悪用されると、外部からの不正な操作によって深刻な影響を受ける可能性がある。共通脆弱性評価システム(CVSS)v3.1のスコアは9.8で深刻度「緊急」(Critical)と評価されており、注意が必要だ。
この問題は、「GNU Inetutils」に含まれる「telnetd」に起因するもので、バージョン2.7までに影響する。「LINEMODE」のSLCサブオプション処理において、内部バッファーの容量確認が不十分なまま書き込みが行われ、結果として領域外書き込みが発生する。この挙動は典型的なバッファーオーバーフローに該当し、攻撃者が細工したデータを送り込むことで任意のコマンドを実行できる恐れがある。
特に認証を経ずに攻撃が成立する点が問題とされる。ネットワーク経由で直接悪用される可能性があり、NASに保存されたデータが窃取、改ざんされ、内部ネットワークへの侵入拡大の足掛かりになる危険性がある。企業利用においてはバックアップや機密情報を扱うケースが多く、被害の影響範囲が広がる懸念がある。
影響を受ける製品としては、DSM 7.3/7.2.2/7.2.1とDSMUC 3.1が挙げられる。Synologyはそれぞれに修正版を提供しており、DSM 7.3では7.3.2-86009-3以降、DSM 7.2.2では7.2.2-72806-8以降、DSM 7.2.1では7.2.1-69057-11以降への更新が必要となる。一部製品(DSMUC 3.1)については修正作業が継続中だ。一方でBeeStation OS 1.4やSRM 1.3、VS600HD 1.2は影響を受けないとされる。

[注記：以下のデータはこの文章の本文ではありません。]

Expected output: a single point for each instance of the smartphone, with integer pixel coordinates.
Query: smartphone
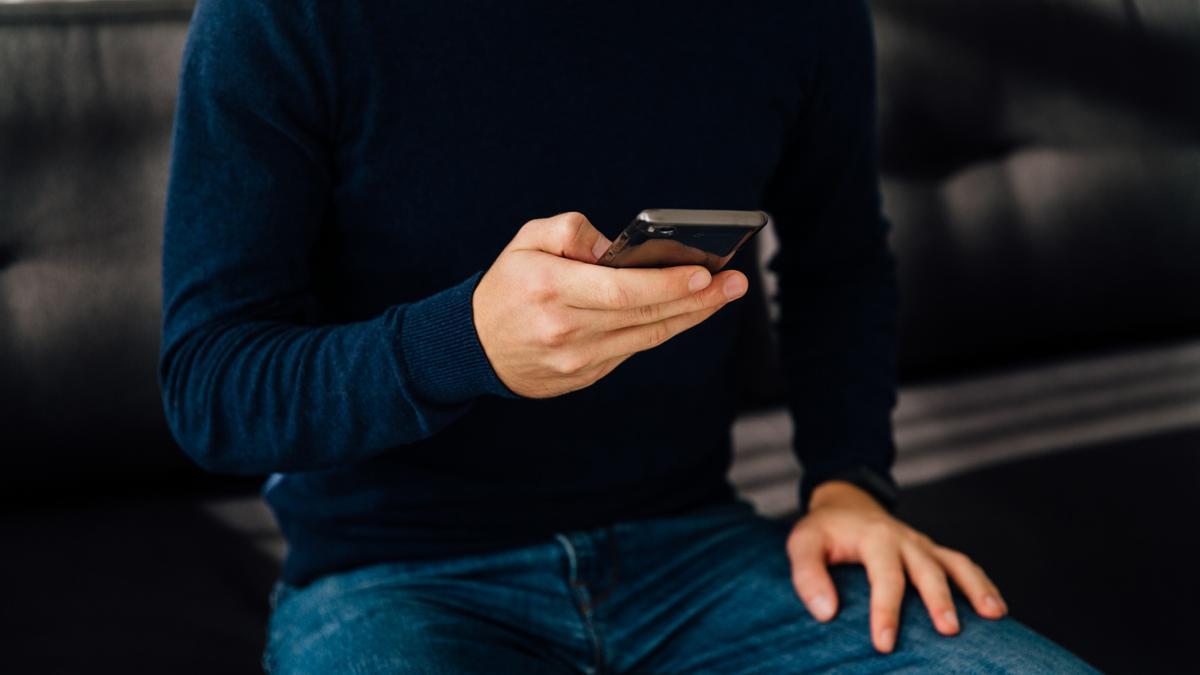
(683, 237)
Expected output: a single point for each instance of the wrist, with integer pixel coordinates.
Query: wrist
(840, 493)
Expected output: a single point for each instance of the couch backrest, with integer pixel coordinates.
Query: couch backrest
(87, 97)
(1042, 169)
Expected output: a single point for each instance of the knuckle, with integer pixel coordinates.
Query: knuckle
(541, 285)
(657, 334)
(567, 363)
(615, 296)
(555, 332)
(958, 557)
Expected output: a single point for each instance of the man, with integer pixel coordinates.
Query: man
(490, 454)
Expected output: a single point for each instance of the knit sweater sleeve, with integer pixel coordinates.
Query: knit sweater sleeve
(252, 380)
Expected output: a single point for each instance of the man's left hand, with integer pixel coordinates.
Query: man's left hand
(845, 524)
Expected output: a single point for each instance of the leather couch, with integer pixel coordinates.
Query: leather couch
(1042, 168)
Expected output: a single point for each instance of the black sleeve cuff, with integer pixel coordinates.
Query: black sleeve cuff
(880, 485)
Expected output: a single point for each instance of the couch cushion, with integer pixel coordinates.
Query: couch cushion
(85, 114)
(1042, 168)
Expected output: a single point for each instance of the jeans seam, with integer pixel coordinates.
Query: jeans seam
(583, 603)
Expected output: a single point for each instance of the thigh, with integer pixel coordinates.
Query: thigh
(732, 609)
(367, 625)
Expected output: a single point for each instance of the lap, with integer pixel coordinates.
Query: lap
(738, 613)
(389, 620)
(705, 593)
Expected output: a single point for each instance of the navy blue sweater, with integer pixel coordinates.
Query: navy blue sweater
(345, 172)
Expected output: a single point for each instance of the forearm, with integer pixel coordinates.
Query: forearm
(249, 395)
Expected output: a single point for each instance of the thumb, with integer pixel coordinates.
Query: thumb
(568, 236)
(810, 577)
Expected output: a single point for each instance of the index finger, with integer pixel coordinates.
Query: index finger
(595, 287)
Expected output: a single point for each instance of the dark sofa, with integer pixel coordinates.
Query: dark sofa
(1042, 168)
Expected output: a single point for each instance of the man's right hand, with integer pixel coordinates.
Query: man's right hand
(552, 322)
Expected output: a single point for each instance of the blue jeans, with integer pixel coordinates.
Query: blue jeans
(705, 592)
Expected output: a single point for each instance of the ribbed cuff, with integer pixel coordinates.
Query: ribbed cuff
(441, 351)
(880, 485)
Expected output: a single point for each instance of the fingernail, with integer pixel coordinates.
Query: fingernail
(951, 619)
(822, 608)
(993, 603)
(735, 286)
(887, 639)
(600, 246)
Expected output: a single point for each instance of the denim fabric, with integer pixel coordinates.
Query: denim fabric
(705, 592)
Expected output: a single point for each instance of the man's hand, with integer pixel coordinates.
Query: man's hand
(845, 524)
(552, 322)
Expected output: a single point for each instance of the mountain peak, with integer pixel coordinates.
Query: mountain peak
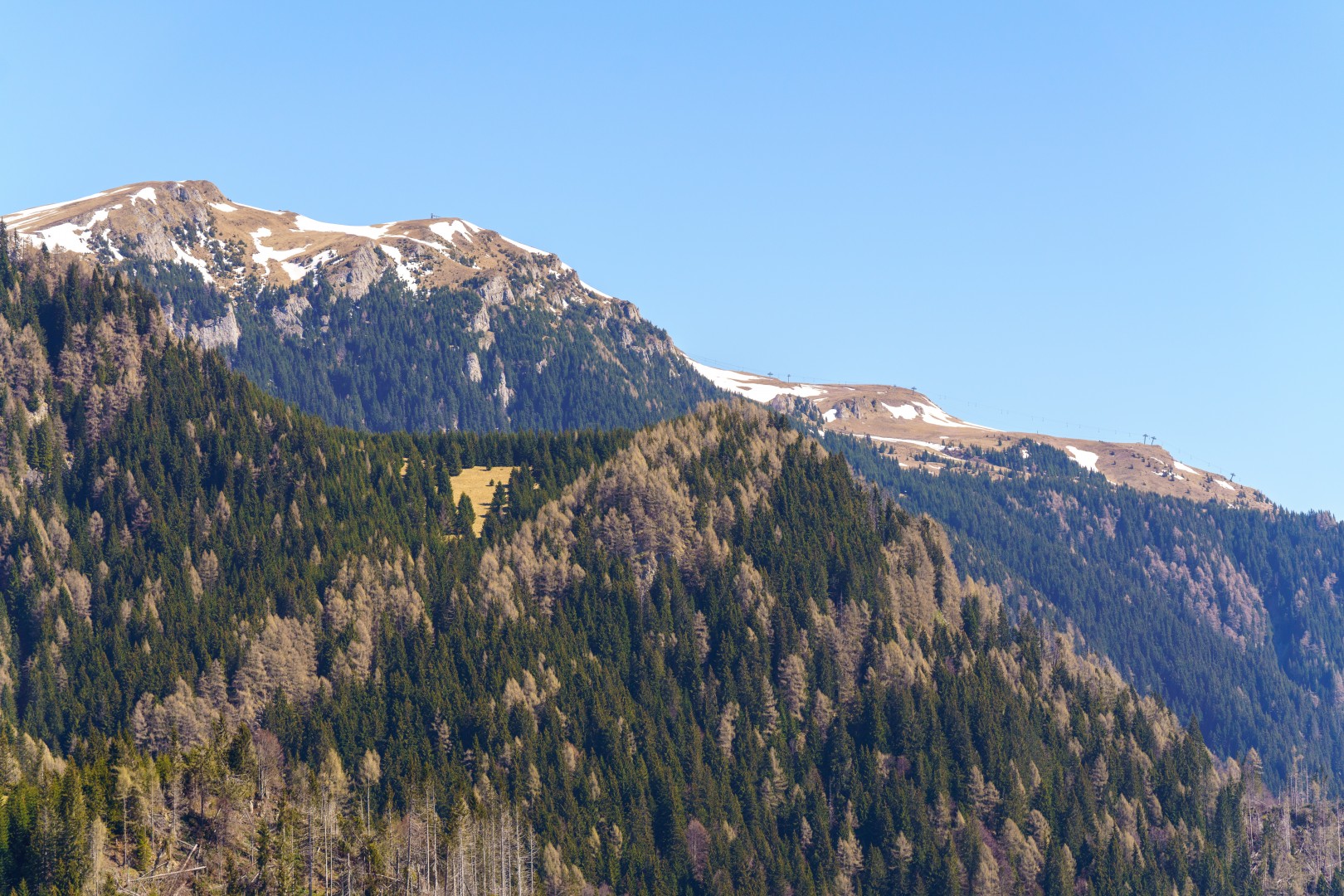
(233, 245)
(918, 433)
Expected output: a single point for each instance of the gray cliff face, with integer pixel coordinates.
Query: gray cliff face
(218, 332)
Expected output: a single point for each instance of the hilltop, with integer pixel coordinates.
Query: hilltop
(917, 433)
(427, 325)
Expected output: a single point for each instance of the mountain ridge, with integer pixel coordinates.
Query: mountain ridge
(917, 433)
(234, 245)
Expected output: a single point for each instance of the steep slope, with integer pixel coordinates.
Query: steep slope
(429, 325)
(1227, 613)
(698, 659)
(238, 246)
(918, 433)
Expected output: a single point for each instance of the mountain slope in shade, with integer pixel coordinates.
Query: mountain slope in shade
(233, 245)
(424, 325)
(918, 433)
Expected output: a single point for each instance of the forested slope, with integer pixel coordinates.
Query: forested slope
(251, 648)
(477, 358)
(1230, 614)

対策として、同社は速やかにアップデートを適用するよう促している。加えて、暫定措置としてTelnetサービスの無効化を案内している。設定画面のコントロールパネルからターミナル項目を開き、Telnetサービスのチェックを外すことで、攻撃経路の遮断が可能となる。遠隔操作が必要な場合は、Telnetの代わりに暗号化通信に対応したSSHの利用が推奨される。
Telnetは通信内容が暗号化されない旧来のプロトコルであり、現代の運用環境では安全性の観点から利用を避けるケースが多い。今回の問題は、こうしたレガシー機能が抱えるリスクを示す形となった。Synology製品の利用者や管理者には、設定の見直しと継続的な更新対応が求められる。